É desse interesse, cada vez mais vivo, pela criança que começaram a participar escritores, dando-nos, já no século XVIII e sobretudo a partir do século XIX, livros preciosos que se tornaram clássicos, embora alguns como o de Perrault e os dos Irmãos Grimm e outros não tenham sido originalmente destinados ao público infantil, e, mais tarde, nestes últimos 25 anos, uma produção tão numerosa como desigual. Entre os primeiros, os contos de Perrault, livro pioneiro do século XVII, os de Grimm e os de Andersen, as Aventuras de Robinson Crusoe, de Daniel de Foe, as Viagens de Gulliver, de Swift, os de Júlio Verne, os da Condessa de Ségur, a Alice nos País das Maravilhas, de Lewis Carroll, as Aventuras de Pinocchio, de C. Collodi, correram o mundo em todas as línguas e se tornaram, alguns deles, os clássicos da infância ou da adolescência. Abertas a esse novo gênero de atividade literárias as fontes que se encontravam fechadas, parece que nada já poderá estancá-las. É uma corrente contínua que borbulha por toda parte e em que a uma quantidade enorme de livros, de sucesso passageiro ou de todo o ponto medíocres, se misturam algumas jóias literárias e pequeninas obras-primas. Só o Catálogo (Beaux-Livre, Belles-Histoires), publicado em 1938 pelas Éditions Bourrelier, assinala 500 livros de crianças, grupados segundo o gênero, a idade do leitor e o nome do autor, com a indicação das diferentes edições. No entanto, o que se oferece hoje ao público infantil de todos os países, em obras originais ou em traduções, não espanta apenas pelo número mas pela grande variedade de tipos de publicações. Multiplicam-se os livros de contos e lendas; surgem os romances, como Emílio e os Detetives, de Erich Kästner, A estranha volta através da América, de Upton Sinclair, em que "a fantasia humorística do autor une, com extrema habilidade, a feeria à sátira contemporânea"; já aparecem os romances de criança, de assunto social e moderno, os romances de tese e mesmo os que se destinam a iniciar os jovens leitores na luta de classes; acumulam-se os livros de história e os de poesias e canções; e, ao lado de adaptações primorosas das obras poéticas da Antiguidade, como a Ilíada e a Odisséia, abrem-se nas livrarias, para prazer dos olhos, grande livros em belo papel, ilustrados a cores vivas e frescas, que são como que objetos preciosos pela própria beleza de sua apresentação.

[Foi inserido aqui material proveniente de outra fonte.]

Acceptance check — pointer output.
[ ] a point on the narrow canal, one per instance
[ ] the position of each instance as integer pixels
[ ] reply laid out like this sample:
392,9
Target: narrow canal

Ainda nos meados do século XIX a situação não mudara muito sob esse aspecto. Pelo mundo infantil circulava sobretudo, com seu poder de sedução, a grande cultura popular, transmitida sem livros, sem escolas, pela tradição oral. Poucos ainda os livros de crianças. O que, em geral, se lia ou se lhes dava a ler, era a história sagrada e contos populares. Henrik Ibsen, escrevendo em 1865 de Roma, onde então se achava, à sua sogra Madalena Thoresem, refere-se, no fim da carta, ao pequenino Sigurd, seu filho. "Sigurd (observa o grande dramaturgo norueguês) já sabe ler; todos os dias lê contos e lendas populares. Se pudesses, por intermédio de qualquer viajante, enviar-nos uma história sagrada, seria um verdadeiro benefício." (Carta a Madalena Thoresen, datada de Roma, aos 3 de dezembro de 1865, in Cartas de Henrik Ibsen a seus amigos).